A team of public health experts will meet on Monday to consider letting all shops apart from malls go back to business, Matovic said.

“When I called (the experts) today, they said they were ready to reconsider steps in reopening if the numbers remain this good,” Matovic told reporters.

But he said authorities would watch out for any resurgence in infections. “Slovakia would economically not survive the second or third wave.”

Landlocked Slovakia has fewer cases than its neighbours and has recorded one of the lowest death tolls per capita in Europe, according to figures collected by Reuters.
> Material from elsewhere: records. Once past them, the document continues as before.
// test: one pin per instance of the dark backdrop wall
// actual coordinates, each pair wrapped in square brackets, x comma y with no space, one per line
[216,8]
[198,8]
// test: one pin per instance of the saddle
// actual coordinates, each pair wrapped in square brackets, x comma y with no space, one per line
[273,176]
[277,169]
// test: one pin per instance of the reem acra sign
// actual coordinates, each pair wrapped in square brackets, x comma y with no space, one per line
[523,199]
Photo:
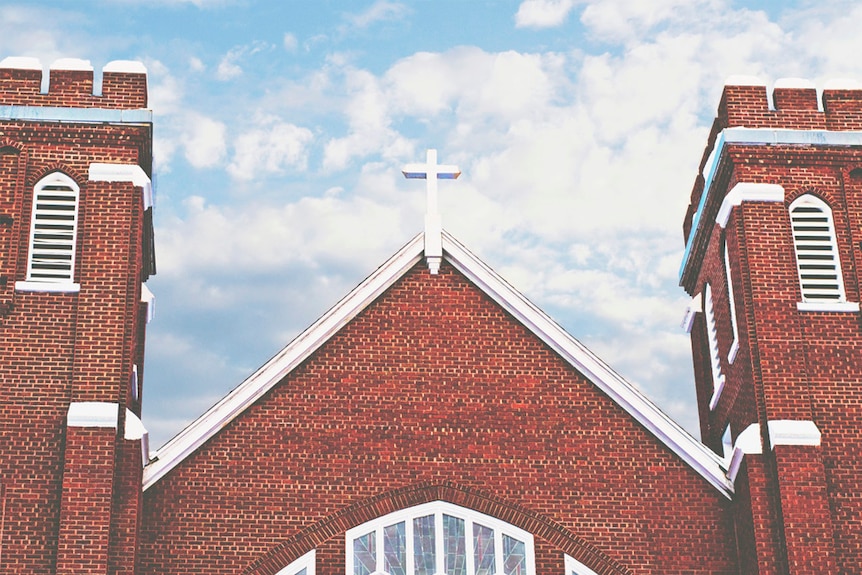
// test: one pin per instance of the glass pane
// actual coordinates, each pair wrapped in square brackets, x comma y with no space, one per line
[364,555]
[423,545]
[395,549]
[455,544]
[514,556]
[483,549]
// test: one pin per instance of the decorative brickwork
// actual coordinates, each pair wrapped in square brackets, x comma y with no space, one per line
[434,392]
[796,508]
[71,494]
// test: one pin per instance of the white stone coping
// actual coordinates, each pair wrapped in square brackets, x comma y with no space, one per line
[694,307]
[793,432]
[93,414]
[747,192]
[833,306]
[47,287]
[72,64]
[742,80]
[100,172]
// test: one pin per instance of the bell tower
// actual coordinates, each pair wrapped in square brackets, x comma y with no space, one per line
[773,244]
[76,246]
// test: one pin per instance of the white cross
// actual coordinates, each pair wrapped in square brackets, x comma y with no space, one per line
[431,171]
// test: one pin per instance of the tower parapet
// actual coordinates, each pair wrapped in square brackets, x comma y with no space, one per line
[70,84]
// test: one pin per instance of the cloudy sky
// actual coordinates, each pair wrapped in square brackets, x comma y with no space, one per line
[281,128]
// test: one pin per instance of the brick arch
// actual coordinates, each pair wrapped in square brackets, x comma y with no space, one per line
[450,492]
[43,171]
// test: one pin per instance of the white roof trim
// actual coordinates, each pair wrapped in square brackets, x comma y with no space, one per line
[265,378]
[698,456]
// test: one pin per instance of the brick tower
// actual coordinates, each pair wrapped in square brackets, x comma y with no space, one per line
[773,236]
[75,249]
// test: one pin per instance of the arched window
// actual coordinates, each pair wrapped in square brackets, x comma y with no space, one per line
[53,230]
[816,251]
[302,566]
[439,537]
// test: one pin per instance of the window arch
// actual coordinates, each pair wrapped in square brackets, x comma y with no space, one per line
[439,537]
[814,243]
[53,230]
[575,567]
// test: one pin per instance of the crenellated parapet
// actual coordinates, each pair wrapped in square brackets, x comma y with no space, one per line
[70,84]
[794,105]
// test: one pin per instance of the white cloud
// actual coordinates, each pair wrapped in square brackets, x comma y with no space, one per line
[542,13]
[270,149]
[382,10]
[203,141]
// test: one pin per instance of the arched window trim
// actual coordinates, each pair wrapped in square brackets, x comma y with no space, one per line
[302,566]
[815,244]
[55,203]
[575,567]
[438,509]
[714,354]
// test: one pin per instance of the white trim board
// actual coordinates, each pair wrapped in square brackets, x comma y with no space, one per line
[693,452]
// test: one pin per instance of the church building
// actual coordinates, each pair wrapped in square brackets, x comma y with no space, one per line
[433,421]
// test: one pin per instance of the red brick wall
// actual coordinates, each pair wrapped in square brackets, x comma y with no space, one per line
[62,347]
[792,365]
[434,385]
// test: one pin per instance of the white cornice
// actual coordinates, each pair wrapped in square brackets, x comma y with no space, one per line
[699,457]
[792,432]
[747,192]
[133,173]
[758,136]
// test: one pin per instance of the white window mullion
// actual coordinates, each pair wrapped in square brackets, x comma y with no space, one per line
[410,560]
[439,544]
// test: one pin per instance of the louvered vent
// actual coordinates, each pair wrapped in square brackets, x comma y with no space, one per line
[816,254]
[52,242]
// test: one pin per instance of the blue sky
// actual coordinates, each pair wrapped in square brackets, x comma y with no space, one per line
[281,128]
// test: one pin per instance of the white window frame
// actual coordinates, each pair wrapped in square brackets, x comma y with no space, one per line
[65,283]
[306,562]
[832,299]
[712,339]
[438,509]
[734,345]
[575,567]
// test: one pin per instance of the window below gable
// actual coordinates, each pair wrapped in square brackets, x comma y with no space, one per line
[439,537]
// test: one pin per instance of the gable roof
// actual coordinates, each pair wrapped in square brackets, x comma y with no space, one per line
[679,441]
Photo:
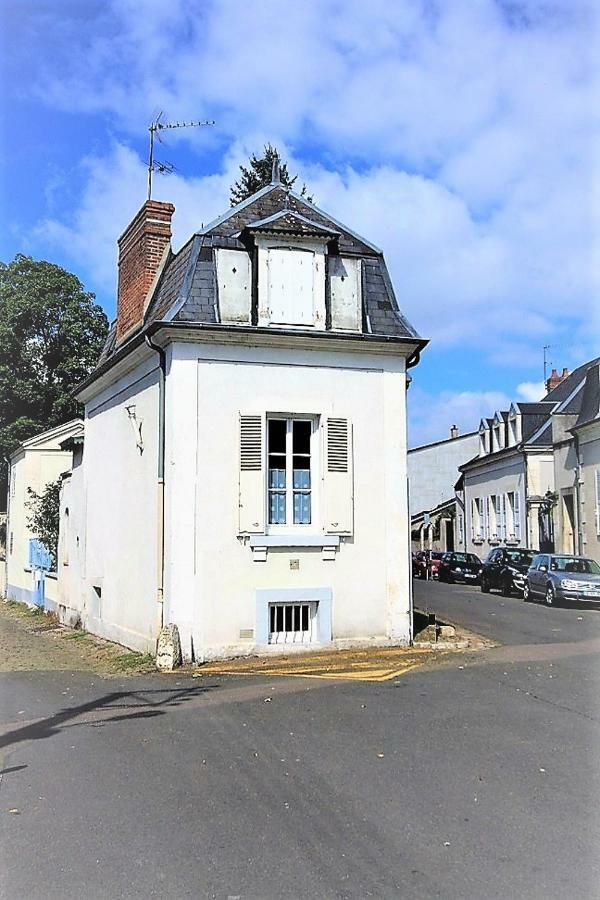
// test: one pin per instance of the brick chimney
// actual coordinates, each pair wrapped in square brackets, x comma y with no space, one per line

Active cases peaked at 1,022 on April 22 and have been falling steadily since, reaching 849 as of midnight on Wednesday.

Almost two fifths of 1,396 people with the COVID-19 illness have already recovered while 23 have died.

The government has said the health experts, not politicians, will decided how quickly to proceed with the four-stage recovery plan.

Stage two is now expected to start on May 6 and includes opening short-term boarding houses, hairdressers and manicure and pedicure services, taxi services. It will also allow religious services and weddings with a limited number of guests.

The economy has been hard hit by the measures. The central bank predicted on Wednesday that the gross domestic product would fall by 5.8%-13.5% this year.